Employers will be allowed to pay young people lower rates than adults under Labour's plan for a national minimum wage.
The news emerged yesterday as the party launched a new campaign over "poverty wages", arguing that low pay now costs taxpayers pounds 2.4bn in benefits.
Harriet Harman, Labour's employment spokeswoman, is understood to have rejected an option of extending the full minimum pay rate to teenagers or leaving them out completely. The lower rate is meant to provide an incentive to employers to take on teenagers and spend money training them.
Labour is also thought to have ruled out differing regional minima or variations by industrial sector. But a "London weighting" is possible.
Party officials are working on an enforcement and inspection system but Ms Harman believes wages can be monitored through the benefit system. Those on low pay often receive housing benefit, family credit, income support or council tax benefit.
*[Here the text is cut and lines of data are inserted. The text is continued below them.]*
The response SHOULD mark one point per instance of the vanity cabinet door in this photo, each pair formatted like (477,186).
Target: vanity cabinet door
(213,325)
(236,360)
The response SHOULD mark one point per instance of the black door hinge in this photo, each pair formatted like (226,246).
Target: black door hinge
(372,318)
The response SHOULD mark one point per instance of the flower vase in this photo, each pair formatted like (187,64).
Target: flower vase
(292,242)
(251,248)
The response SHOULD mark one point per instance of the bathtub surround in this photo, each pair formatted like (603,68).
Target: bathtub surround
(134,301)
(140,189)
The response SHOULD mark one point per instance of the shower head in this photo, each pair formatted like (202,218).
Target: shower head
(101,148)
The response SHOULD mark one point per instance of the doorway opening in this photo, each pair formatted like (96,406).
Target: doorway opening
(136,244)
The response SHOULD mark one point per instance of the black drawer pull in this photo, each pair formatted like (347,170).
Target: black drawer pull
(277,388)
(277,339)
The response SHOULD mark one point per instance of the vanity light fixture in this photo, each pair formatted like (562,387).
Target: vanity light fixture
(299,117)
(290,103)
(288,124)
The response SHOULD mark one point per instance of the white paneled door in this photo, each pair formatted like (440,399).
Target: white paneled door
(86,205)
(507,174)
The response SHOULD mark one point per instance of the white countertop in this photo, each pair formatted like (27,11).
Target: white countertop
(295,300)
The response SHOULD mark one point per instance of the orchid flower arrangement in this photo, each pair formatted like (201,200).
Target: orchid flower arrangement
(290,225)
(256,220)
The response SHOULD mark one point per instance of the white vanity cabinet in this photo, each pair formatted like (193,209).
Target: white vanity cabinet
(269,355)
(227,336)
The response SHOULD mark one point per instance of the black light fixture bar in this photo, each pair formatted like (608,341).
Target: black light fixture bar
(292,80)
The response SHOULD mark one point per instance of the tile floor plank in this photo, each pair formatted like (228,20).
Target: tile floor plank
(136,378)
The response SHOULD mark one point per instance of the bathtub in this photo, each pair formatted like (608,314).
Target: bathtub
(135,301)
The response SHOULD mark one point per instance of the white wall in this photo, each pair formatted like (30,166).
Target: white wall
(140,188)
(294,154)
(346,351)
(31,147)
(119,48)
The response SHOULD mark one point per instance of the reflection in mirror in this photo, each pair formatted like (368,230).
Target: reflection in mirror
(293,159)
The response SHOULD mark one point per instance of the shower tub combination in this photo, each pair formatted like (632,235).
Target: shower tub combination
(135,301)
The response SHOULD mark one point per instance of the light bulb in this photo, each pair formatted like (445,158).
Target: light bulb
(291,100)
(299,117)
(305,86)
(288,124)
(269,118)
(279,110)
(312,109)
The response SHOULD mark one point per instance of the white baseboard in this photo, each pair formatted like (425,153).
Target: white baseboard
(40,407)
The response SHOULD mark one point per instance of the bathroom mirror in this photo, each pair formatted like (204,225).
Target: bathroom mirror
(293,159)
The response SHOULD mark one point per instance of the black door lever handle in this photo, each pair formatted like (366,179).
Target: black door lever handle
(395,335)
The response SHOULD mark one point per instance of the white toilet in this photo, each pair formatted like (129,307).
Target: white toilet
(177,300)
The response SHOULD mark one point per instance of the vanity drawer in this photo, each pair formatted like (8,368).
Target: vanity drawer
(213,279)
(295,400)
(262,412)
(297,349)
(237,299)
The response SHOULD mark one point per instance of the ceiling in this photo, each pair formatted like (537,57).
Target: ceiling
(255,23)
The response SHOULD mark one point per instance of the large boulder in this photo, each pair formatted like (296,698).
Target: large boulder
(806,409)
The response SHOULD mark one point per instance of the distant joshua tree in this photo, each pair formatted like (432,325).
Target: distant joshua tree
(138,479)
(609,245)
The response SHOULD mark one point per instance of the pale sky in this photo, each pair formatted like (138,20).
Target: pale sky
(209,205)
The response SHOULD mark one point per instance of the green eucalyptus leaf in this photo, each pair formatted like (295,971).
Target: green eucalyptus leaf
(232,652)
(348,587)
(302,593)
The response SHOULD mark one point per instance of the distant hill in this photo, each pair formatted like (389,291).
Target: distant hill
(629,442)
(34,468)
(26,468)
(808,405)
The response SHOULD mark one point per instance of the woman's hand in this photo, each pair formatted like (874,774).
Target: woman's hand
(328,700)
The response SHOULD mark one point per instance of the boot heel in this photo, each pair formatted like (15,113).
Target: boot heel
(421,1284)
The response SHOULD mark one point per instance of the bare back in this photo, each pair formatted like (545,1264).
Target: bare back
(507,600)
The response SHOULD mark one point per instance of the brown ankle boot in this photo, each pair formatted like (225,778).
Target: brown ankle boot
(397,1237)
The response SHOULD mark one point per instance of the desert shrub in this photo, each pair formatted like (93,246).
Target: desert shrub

Ms Harman yesterday discounted the suggestion that employers would refuse to serve on a low-pay commission under Labour. Howard Davies, director-general of the CBI, and employers outside his organisation had been clamouring to be represented to influence decisions.
Ms Harman said although the new rate would be introduced after assessing economic conditions, there was no question that a Labour government would not introduce it. She said more than 1 million people earned less than pounds 2.50 an hour.
Phillip Oppenheim, Employment minister, said the economy could only afford to increase pay if productivity improved. "The minimum wage is not a magic wand which politicians can wave to raise wages without any cost to jobs."
Labour's reluctance to spell out the details of the policy was "dishonest and deceitful".